Release Date- September, 1981
Running Time- 92-Minutes
Writer/Director- Peter Foleg (Danny Steinmann)
Starring- Barbara Bach, Sydney Lassick, Karen Lamm, Doug Barr, Lelia Goldoni
The Unseen was released in 1981 (though some listings have it as 1980) and was written and directed by Peter Foleg who is actually Danny Steinmann best known for his exploitation cult classic Savage Streets & Friday the 13th: A New Beginning. The Unseen was Steinmann’s directorial debut (not counting the porn flick he made High Rise). Steinmann may not go down as one of the great filmmakers, but I kinda like his work. Savage Streets is a fun and at times a bit sleazy exploitation film and even Friday the 13th: A New Beginning has more of a sleazy feel and is an exploitation film in my opinion and while its really no different than the past 4 the exploitation twist gives the film it’s own identity. Steinmann’s Friday the 13th sequel often draws poor reviews since Jason isn’t the killer, but I find it enjoyable. Of the three films Steinmann made from a production standpoint I’d say the Unseen was the best of his work, but I would rate it behind Savage Streets and Friday the 13th: A New Beginning in terms of enjoyment, but with that said the Unseen is still an entertaining if not heavily flawed film.

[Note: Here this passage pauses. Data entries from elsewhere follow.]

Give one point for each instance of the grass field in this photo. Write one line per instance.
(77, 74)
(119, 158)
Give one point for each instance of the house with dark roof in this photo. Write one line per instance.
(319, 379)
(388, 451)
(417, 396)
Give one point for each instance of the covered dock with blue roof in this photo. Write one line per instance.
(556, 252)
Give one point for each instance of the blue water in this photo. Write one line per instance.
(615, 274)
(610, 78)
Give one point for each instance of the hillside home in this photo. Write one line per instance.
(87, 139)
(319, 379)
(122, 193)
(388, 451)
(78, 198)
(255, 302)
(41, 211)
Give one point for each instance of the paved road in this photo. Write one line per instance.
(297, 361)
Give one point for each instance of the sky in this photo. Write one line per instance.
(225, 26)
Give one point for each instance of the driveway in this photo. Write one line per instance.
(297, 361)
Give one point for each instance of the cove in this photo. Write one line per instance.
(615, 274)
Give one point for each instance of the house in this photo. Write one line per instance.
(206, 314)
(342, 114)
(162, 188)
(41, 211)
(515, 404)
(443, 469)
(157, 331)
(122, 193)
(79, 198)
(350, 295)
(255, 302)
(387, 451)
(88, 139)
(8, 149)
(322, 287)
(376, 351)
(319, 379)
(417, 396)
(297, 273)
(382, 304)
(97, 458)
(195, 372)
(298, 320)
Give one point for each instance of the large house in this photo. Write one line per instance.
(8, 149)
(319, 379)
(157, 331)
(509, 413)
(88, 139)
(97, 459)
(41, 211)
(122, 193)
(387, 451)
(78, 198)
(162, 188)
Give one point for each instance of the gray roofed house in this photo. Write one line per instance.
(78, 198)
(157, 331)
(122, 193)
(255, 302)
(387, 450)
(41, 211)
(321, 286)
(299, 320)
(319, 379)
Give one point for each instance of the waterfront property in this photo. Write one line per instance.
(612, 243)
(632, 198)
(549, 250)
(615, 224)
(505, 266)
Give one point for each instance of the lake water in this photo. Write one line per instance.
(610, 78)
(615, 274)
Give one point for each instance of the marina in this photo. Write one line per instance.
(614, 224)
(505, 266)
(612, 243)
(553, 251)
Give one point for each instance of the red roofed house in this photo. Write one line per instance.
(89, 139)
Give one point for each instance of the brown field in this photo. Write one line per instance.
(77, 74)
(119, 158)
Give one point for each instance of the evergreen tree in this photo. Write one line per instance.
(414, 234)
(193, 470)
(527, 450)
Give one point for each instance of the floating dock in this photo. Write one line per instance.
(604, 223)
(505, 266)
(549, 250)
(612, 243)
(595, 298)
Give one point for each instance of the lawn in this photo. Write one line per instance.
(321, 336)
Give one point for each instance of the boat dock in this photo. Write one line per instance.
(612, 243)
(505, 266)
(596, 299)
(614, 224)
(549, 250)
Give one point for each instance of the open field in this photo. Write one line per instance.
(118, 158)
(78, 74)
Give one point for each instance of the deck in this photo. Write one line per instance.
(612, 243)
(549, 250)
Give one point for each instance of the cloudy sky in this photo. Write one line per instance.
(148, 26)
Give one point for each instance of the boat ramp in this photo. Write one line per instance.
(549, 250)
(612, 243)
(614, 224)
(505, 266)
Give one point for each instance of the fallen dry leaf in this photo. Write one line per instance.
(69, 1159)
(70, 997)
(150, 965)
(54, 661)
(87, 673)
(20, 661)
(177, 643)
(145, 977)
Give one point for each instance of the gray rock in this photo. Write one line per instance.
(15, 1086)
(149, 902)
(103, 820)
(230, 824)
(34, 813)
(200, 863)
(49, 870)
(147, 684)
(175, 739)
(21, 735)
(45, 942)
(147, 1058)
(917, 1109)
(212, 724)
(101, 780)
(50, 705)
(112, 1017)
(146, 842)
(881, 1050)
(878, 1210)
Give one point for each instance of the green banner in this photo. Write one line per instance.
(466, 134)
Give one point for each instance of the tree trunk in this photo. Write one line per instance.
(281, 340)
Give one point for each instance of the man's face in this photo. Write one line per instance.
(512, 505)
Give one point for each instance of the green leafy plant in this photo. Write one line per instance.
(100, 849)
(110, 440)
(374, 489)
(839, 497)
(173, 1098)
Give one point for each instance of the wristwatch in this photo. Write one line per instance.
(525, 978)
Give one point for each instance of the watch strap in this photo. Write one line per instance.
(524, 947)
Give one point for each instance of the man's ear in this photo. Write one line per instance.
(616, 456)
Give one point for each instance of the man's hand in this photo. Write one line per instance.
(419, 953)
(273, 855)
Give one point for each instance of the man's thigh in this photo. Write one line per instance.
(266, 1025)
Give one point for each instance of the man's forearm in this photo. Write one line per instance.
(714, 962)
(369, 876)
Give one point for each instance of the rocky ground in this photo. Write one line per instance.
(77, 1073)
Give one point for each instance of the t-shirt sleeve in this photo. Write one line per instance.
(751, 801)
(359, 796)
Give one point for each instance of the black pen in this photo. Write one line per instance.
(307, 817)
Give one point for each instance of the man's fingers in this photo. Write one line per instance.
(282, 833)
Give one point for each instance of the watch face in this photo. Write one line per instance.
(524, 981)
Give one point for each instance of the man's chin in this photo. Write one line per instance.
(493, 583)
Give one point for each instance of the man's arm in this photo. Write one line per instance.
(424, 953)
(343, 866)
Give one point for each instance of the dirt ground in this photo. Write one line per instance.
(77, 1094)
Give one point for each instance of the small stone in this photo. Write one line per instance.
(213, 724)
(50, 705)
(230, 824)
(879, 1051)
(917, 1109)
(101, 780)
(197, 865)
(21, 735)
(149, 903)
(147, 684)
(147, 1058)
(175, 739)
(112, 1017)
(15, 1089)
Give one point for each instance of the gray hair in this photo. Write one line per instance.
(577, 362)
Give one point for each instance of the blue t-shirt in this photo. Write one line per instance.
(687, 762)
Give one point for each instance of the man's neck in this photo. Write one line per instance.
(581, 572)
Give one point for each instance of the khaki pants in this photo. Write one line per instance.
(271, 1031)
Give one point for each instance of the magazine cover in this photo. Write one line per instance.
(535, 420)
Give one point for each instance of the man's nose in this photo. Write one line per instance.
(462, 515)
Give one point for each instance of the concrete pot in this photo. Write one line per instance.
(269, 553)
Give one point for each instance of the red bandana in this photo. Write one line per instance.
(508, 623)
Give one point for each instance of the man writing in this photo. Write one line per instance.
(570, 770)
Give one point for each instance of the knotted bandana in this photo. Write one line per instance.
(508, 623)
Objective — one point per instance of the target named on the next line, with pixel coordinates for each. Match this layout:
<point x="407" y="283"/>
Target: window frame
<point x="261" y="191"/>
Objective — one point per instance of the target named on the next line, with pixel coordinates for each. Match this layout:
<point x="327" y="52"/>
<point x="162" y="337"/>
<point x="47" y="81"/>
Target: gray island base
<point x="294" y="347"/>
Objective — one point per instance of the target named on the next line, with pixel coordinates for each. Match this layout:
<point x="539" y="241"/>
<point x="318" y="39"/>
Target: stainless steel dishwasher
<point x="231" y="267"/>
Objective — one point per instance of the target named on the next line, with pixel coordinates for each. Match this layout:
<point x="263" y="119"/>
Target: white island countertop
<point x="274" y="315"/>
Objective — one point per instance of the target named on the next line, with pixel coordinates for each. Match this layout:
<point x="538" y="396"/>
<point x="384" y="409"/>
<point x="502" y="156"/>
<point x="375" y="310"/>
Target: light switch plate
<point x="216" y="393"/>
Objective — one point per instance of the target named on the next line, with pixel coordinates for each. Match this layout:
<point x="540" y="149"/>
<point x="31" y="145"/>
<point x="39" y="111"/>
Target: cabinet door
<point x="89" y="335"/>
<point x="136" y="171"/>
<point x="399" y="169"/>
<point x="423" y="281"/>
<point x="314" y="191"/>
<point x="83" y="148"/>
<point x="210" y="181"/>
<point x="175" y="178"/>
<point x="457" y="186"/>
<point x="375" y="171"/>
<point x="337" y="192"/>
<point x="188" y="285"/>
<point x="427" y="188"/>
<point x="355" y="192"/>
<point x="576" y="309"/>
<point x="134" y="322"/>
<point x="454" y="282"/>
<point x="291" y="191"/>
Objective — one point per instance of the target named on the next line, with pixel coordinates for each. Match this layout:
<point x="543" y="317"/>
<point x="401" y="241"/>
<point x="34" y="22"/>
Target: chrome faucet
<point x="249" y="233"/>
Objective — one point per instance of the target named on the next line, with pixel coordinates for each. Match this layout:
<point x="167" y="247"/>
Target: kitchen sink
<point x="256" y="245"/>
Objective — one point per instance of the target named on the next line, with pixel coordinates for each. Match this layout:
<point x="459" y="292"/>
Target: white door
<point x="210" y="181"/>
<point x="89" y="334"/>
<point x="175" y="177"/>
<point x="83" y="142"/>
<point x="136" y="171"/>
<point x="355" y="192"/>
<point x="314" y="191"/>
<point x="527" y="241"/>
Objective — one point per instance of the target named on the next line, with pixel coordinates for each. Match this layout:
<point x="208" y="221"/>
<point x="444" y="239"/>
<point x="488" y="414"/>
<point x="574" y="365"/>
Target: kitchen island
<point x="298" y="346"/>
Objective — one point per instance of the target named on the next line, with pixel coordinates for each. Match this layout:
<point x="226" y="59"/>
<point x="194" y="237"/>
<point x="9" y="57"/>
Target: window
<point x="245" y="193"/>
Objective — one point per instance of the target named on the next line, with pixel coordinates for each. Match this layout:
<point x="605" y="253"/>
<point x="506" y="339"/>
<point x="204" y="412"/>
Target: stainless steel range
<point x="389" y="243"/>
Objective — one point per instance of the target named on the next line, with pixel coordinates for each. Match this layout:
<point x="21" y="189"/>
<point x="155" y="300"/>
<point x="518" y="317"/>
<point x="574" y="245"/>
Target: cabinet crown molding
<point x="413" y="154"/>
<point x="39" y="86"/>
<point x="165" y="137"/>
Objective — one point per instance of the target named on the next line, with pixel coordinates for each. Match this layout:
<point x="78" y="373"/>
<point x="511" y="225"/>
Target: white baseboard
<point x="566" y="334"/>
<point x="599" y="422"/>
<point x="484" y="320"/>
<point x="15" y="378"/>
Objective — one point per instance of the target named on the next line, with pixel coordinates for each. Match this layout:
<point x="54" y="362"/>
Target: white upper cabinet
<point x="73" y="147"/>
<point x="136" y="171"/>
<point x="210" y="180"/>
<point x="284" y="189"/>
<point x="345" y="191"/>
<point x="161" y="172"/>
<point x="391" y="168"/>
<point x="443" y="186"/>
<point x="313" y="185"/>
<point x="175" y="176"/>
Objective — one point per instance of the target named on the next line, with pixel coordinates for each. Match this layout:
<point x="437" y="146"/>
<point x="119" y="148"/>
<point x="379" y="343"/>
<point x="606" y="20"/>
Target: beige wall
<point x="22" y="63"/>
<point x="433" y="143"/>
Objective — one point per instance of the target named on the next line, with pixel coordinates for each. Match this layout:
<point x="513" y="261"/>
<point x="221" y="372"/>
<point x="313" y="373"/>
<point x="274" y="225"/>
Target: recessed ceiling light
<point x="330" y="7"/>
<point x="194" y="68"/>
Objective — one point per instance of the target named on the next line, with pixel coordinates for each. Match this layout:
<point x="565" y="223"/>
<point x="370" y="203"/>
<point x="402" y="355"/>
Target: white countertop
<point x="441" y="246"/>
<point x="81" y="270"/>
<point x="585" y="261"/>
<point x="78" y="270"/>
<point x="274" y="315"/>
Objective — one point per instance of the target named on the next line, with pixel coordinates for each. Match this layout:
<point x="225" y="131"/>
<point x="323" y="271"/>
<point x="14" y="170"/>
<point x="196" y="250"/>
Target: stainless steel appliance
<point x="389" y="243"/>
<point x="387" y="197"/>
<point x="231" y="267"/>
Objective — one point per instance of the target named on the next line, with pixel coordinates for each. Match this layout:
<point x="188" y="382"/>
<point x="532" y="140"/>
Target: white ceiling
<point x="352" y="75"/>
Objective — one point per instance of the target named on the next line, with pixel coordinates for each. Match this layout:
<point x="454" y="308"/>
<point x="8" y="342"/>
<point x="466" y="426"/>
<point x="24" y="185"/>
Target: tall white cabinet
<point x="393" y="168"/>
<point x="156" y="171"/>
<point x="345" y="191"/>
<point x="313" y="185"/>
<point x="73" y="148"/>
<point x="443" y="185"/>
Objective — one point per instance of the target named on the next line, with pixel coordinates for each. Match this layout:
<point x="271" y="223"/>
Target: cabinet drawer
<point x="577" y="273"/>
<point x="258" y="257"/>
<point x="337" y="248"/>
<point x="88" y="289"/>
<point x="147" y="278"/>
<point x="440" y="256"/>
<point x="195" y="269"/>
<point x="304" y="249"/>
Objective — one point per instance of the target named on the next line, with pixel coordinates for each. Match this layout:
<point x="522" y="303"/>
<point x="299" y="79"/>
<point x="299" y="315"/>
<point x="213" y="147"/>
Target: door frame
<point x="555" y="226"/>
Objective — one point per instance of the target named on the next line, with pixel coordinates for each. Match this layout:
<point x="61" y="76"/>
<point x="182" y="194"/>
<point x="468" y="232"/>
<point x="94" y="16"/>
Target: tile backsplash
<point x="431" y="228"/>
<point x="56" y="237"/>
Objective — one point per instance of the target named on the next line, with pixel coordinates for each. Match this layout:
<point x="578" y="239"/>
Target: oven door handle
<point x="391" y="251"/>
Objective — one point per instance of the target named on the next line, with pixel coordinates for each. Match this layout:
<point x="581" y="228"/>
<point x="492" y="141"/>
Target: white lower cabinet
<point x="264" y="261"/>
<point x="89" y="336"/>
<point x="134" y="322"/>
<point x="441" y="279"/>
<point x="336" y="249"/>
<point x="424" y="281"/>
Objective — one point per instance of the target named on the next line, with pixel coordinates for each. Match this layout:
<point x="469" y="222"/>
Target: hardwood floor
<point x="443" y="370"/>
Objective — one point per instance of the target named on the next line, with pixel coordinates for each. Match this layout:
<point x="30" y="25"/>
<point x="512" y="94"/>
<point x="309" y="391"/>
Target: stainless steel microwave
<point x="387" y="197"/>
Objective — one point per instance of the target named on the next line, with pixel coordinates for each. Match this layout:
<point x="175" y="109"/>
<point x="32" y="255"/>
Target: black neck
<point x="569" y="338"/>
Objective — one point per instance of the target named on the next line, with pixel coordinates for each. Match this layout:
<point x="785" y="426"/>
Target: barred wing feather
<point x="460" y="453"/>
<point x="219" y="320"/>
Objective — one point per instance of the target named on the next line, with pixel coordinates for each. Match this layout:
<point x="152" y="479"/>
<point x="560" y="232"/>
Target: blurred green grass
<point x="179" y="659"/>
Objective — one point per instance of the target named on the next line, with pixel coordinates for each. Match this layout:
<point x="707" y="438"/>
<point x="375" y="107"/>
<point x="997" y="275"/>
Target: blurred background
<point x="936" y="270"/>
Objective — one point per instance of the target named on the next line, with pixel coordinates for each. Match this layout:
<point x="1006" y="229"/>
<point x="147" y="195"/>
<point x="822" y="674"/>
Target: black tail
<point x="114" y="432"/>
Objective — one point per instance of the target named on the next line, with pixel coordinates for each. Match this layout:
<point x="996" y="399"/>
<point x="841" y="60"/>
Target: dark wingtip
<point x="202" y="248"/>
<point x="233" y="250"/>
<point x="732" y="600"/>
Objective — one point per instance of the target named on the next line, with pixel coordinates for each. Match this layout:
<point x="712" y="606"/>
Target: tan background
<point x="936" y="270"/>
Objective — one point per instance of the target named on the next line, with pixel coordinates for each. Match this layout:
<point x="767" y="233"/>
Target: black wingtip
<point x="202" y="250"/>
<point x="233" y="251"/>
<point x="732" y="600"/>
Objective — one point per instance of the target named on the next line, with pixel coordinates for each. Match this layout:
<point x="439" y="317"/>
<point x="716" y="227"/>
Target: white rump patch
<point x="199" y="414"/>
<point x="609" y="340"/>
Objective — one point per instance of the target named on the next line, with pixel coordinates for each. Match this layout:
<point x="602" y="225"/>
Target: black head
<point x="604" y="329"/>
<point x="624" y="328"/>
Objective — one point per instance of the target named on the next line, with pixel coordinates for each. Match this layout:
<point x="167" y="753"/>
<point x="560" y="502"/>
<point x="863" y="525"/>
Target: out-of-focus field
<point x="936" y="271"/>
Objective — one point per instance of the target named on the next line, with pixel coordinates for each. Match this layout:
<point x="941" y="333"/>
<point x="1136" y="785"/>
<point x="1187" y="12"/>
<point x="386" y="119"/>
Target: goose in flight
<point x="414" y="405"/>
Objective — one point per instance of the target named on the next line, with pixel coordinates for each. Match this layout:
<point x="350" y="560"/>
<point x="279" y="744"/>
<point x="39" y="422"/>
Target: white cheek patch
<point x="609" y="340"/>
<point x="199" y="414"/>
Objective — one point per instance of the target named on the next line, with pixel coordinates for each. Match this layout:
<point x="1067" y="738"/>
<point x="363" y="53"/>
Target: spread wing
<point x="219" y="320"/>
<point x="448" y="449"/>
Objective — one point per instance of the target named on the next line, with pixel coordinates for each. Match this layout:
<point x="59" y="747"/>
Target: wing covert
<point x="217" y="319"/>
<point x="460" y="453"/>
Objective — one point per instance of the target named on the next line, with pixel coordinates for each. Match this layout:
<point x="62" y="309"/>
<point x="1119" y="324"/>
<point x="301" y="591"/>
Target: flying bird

Despite my 3.5 rating I can’t fully recommend the Unseen, but it has this 80s B-Movie charm going for it. There really isn’t a whole lot of violence and when there is unlike most films of the time it features almost no gore. A lot of films at this time used gore and nudity as a gimmick of sorts and that’s another thing this film lacks. While there is a scene with full frontal nudity its quite brief and not exploitive like Steinmann’s other two films. In many ways this sort of feels like the gothic horror films of the 70s. For the most part the Unseen is a solid film, but the final act is when things get a little sloppy and overly long.
Reporter Jennifer Fast (Bach) along with two of her co-workers head out to cover a festival in a small California city, but upon arriving they can’t seem to find a hotel. They end up staying at the house of Ernest Keller (Lassick) the older kindly museum owner. Unaware to the girls, Keller has sinister plans awaiting them from something locked in the cellar.
The film credits list Peter Foleg as the screenwriter as well as a credit for the story and Stan Winston and Tom Burman also get a story credit, but the film poster lists Foleg along with Michael L. Grace, Kim Henkel, Nancy Rifkin and the screenplay is credited to Michael L. Grace. I’m gonna go based on the screen credits with Peter Foleg as the writer. The script is fairly decent for a film of this type and from its era. While characters can lack depth they however fairly entertaining. Rather than focus on teenagers or characters in their early 20s, the characters are adults and also deal with adult issues. The screenplay overall is fairly decent and while nothing great it serves its purpose.
As director Danny Steinmann delivers a fairly well made film that is often dubbed an exploitation film, but like I said I wouldn’t label it one. The pace of the film can be a little slow, but it has some eerie atmosphere and mystery, which help keep the Unseen interesting. Steinmann does deliver some decent suspense and overall he makes a good film that could have been a bit more. Like I said the final act is when things start to unravel a bit as once we see the Unseen the film has a bit of unintentional comedy or perhaps it was intentional? Either way as it goes on the Unseen gets a bit silly, but the film still remains a decent watch.
Overall the Unseen is a solid enough film, but had the potential to be more; with some eerie atmosphere and a nice little mystery the Unseen works well until the final act when it runs out of steam. I still would recommend this, but don’t expect anything great, but when all is said and done its a good watch despite the somewhat sluggish pacing.